- Зовите меня Юрась, как в армии звали. Сейчас собираюсь уезжать в Россию, чтобы устроиться на работу по специальности на один из заводов. На Украине был слесарем шестого разряда на предприятии, имевшем отношение к оборонке. Когда началась эта проклятая война, вместо того, чтобы дать бронь специалистам и мастерам своего дела, нас начали выдёргивать в военкоматы. Желающих идти в добровольцы среди заводчан не нашлось. Поэтому сначала вызывали в отдел кадров, уговаривали, потом заставляли. А после вообще начали забирать прямо на проходной и отправлять в военкоматы. Так что отвертеться мне не удалось, а вовремя уехать не сообразил. Так и загремел в одну из воинских частей, формировавшуюся на Днепропетровщине.
- И какие у тебя остались воспоминания о службе?

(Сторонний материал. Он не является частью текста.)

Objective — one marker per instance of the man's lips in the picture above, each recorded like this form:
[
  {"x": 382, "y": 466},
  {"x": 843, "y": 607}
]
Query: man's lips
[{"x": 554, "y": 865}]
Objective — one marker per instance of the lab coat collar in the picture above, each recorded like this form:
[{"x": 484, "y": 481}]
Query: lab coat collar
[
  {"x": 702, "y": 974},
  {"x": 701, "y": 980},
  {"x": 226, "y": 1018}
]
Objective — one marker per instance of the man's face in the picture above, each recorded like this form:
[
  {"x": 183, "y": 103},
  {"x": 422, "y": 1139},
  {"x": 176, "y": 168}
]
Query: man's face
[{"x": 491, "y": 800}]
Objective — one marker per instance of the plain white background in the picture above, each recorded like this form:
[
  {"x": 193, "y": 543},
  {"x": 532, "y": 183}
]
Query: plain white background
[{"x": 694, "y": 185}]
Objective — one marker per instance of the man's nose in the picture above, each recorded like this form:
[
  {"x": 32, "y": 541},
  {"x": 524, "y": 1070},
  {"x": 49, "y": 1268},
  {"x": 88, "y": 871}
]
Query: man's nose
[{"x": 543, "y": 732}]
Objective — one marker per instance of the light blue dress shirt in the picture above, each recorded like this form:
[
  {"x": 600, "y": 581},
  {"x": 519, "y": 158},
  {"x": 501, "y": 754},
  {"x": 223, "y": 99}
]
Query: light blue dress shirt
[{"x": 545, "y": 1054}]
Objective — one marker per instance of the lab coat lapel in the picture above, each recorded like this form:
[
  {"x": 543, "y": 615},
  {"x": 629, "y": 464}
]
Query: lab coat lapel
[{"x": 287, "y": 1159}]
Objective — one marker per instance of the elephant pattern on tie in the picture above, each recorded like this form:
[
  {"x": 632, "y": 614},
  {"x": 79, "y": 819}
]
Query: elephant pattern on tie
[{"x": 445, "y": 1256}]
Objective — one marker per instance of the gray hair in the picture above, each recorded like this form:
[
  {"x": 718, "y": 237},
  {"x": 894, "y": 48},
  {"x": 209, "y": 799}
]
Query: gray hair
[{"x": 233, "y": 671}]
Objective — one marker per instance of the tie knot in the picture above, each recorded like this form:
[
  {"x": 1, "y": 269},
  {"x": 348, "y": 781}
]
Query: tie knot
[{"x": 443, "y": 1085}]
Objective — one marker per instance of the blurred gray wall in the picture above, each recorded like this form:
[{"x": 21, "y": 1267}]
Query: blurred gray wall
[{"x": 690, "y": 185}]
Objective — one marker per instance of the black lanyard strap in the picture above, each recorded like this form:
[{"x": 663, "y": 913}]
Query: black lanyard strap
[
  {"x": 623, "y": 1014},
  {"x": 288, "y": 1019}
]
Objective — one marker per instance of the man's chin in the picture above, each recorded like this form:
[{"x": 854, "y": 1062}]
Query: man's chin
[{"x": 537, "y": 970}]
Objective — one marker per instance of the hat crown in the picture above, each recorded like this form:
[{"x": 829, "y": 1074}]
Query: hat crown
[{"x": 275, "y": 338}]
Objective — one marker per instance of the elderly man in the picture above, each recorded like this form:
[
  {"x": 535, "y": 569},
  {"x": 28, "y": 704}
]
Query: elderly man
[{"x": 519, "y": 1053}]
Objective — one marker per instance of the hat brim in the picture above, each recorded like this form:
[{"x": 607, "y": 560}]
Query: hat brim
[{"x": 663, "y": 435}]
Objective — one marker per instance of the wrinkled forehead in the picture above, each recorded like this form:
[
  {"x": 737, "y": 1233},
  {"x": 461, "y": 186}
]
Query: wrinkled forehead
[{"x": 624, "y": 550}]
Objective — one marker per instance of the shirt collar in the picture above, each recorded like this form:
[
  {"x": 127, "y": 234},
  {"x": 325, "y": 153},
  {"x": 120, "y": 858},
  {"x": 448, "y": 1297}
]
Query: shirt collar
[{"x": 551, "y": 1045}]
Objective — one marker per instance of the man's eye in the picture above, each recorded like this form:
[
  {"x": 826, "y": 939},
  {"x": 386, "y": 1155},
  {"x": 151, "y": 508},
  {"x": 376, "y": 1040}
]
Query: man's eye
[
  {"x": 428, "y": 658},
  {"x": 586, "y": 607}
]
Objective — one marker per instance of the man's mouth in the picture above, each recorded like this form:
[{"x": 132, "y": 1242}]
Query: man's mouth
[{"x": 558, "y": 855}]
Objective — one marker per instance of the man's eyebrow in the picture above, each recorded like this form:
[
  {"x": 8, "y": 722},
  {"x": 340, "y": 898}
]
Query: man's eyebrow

- А разве это служба? Это издевательство над людьми и здравым смыслом. Загнали нас в палатки. Из всего обучения – марш броски и стрельбы на полигоне. Даже оружия сразу не дали. Кормили кое-как - каши, вздувшиеся рыбные консервы, сгущенка, потом получали польские и американские сухпайки, но с перебоями. Многие как были в гражданской одежде, так в гражданском долгое время и оставались. Остальные, в том числе и я, получили форму.
Наша часть стояла вместе с нацгвардией. Вообще, я заметил, да и другие рассказывали, что ни одна армейская часть нигде не находится самостоятельно. Всегда в сопровождении ментов из нацгвардии или наемников из тербатов. Они выступают и как заградотряд, и как «особый отдел».
Все «пряники» доставались именно им. Бывало, наших солдат сфотографируют в новой форме, в бронежилетах, с пакетами съестного. Покажут киевским журналистам, возьмут интервью, а потом мы всё сдавали обратно или командирам, или тербатовцам. Сплошная показуха.Не изменилось скотское отношение к нам и когда поехали на боевые. Относились к нам, как к пушечному мясу. А кто возмущался или отказывался выполнять бессмысленные приказы – арест или расстрел. Сам я однажды присутствовал при такой экзекуции.
- И не вступились за своих?
- А как вступишься? Да и боялись особо друг с другом откровенничать, а уж тем более о чём-то договариваться. Кто-то из трусости мог сдать, кто-то из подлости.
- А иностранных наёмников тебе приходилось видеть?
- Чаще других встречались поляки. Видел и снайперш из Прибалтики. По-моему, из Латвии. Но что характерно, обе говорили чисто по-русски, без акцента. Потом одна на растяжке подорвалась, а что со второй стало – я не знаю.
- А свидетелем расправ над населением и пленными быть приходилось?
- Слышать – слышал, но сам не видел. Мы обычно стояли в поле – в населённые пункты нас не пускали. Видел пару раз, как пленных ополченцев вели. Они были все в синяках и кровоподтёках.
- А когда ты решил сдаться в плен?
- Когда мы стояли уже под Волновахой неподалёку от небольшого села, набрался духу и переговорил с одним из местных жителей. Тот показал дорогу, как пробраться к позициям ополченцев. Я бросил автомат и безоружный пошёл сдаваться.
- И как с тобой обращались?
- Сгоряча врезали пару раз, но потом не били. Несколько дней держали в полуразрушенном доме, но дали матрац и одеяло. Кормили тем же, что сами ели. Потом отвезли в Донецк, где мне и другим пленным показали руины домов и городской морг, где лежали разорванные на части люди. Такого кошмара я не видел даже на фронте. После этого я решил, что на Украину больше не вернусь. Для Украины и как гражданин, и как солдат я больше не существую. Пусть в Киеве обо мне забудут.